The CDC Has Updated COVID-19 Social Distancing Guidelines for Pets—Here’s What It Means
As information surrounding the coronavirus pandemic continues to change as experts learn more, it can be tough to know how to best keep your household safe. But with growing evidence that animals—including household pets—can become infected with this novel coronavirus, the Centers for Disease Control and Prevention have updated their social distancing guidelines to include animals.
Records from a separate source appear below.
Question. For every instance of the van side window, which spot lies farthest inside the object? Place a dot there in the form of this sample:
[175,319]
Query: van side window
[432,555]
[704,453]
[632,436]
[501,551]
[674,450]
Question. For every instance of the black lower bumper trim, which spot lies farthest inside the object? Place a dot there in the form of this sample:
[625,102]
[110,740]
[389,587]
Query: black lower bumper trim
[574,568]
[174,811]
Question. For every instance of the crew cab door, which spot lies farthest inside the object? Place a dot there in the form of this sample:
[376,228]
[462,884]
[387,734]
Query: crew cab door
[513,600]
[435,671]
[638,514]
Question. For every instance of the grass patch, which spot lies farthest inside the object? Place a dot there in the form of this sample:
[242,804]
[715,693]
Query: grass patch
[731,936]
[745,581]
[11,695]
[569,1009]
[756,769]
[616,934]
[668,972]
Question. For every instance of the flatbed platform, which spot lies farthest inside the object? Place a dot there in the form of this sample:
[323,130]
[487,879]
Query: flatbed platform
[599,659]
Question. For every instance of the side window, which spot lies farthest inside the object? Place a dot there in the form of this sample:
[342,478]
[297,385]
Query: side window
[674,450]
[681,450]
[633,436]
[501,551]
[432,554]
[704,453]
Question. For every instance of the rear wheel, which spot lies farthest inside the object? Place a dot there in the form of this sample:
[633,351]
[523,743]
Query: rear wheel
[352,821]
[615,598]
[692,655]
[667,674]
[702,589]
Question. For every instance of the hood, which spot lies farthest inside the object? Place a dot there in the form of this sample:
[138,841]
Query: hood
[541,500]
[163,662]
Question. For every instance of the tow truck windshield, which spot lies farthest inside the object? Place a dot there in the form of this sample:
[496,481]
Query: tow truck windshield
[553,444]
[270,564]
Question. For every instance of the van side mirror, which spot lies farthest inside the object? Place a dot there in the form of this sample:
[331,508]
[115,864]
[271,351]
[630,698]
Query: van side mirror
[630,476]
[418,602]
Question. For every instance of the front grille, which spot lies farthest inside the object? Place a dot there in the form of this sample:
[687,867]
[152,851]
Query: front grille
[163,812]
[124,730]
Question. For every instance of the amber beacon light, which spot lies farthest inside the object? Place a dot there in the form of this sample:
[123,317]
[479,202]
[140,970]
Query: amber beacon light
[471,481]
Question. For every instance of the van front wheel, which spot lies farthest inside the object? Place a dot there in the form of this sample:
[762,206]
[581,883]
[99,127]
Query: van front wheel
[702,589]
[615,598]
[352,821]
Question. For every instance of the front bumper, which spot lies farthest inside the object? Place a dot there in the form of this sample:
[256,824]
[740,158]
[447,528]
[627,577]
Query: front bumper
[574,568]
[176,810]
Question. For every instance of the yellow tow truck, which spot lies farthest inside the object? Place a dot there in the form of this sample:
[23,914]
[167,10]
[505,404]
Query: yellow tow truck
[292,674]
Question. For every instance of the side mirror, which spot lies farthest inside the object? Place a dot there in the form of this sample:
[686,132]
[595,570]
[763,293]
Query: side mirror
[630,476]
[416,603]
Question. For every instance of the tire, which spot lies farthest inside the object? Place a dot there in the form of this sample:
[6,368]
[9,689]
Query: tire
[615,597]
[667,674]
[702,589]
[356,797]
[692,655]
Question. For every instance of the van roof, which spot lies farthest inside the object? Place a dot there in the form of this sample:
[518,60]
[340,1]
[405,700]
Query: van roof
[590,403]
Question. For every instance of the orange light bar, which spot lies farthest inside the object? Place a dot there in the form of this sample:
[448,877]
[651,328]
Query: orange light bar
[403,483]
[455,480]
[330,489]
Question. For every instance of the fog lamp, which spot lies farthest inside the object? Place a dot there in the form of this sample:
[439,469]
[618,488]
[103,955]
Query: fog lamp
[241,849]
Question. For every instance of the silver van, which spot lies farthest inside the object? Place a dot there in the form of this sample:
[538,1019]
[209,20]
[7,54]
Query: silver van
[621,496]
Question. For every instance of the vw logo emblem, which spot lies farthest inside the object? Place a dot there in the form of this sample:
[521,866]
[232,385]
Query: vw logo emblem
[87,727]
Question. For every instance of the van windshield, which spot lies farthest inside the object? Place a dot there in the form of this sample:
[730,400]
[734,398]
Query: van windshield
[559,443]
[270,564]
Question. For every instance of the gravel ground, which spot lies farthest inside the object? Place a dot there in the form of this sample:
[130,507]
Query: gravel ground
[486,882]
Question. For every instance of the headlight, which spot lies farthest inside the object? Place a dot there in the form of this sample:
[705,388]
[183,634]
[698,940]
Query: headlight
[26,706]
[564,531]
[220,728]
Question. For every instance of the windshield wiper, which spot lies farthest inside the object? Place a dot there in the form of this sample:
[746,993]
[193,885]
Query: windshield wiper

Here’s what it all means.
The CDC’s new guidelines, updated on April 28, recommend that social distancing, along with self-isolating after known exposure or exhibiting symptoms of the virus, extends to your furry friends at home. The federal agency suggests that people “treat pets as you would other human family members—do not let pets interact with people or animals outside the household. If a person inside the household becomes sick, isolate that person from everyone else, including pets.”
While at this time, animals do not “play a significant role in spreading the virus that causes COVID-19,” reports of pets testing positive for the virus have popped up in recent weeks. A pug in North Carolina is the first dog in the U.S. to test positive, per CNN, and officials recently announced that two cats tested positive in New York. Back in March, two household dogs in Hong Kong tested positive, and eight tigers and lions at the Bronx Zoo in New York also came down with respiratory illnesses later confirmed to be COVID-19.
The way COVID-19 affects animals seems to vary as much as it can in humans, so the CDC recommends keeping pets indoors when possible, and walking dogs on a leash while maintaining at least six feet of distance from people and other animals when outside. You’ll want to skip dog parks amid the pandemic, too, and forgo greetings from dog-loving neighbors for the time being, as well.
At this point, it seems that slowing the spread of the virus by limiting physical interaction with others—including their pets—is the best way to keep you and your four-legged friends safe. If you are sick, you should avoid interacting with your pets, including “petting, snuggling, being kissed or licked, and sharing food or bedding,” per the CDC, who recommends having another family member care for your pet while you’re isolating. (If you must interact with them, they recommend a cloth face mask and washing hands before and after your interactions.)
If you suspect your pet does have an illness, call your vet and have someone else that is not sick take them to get checked out.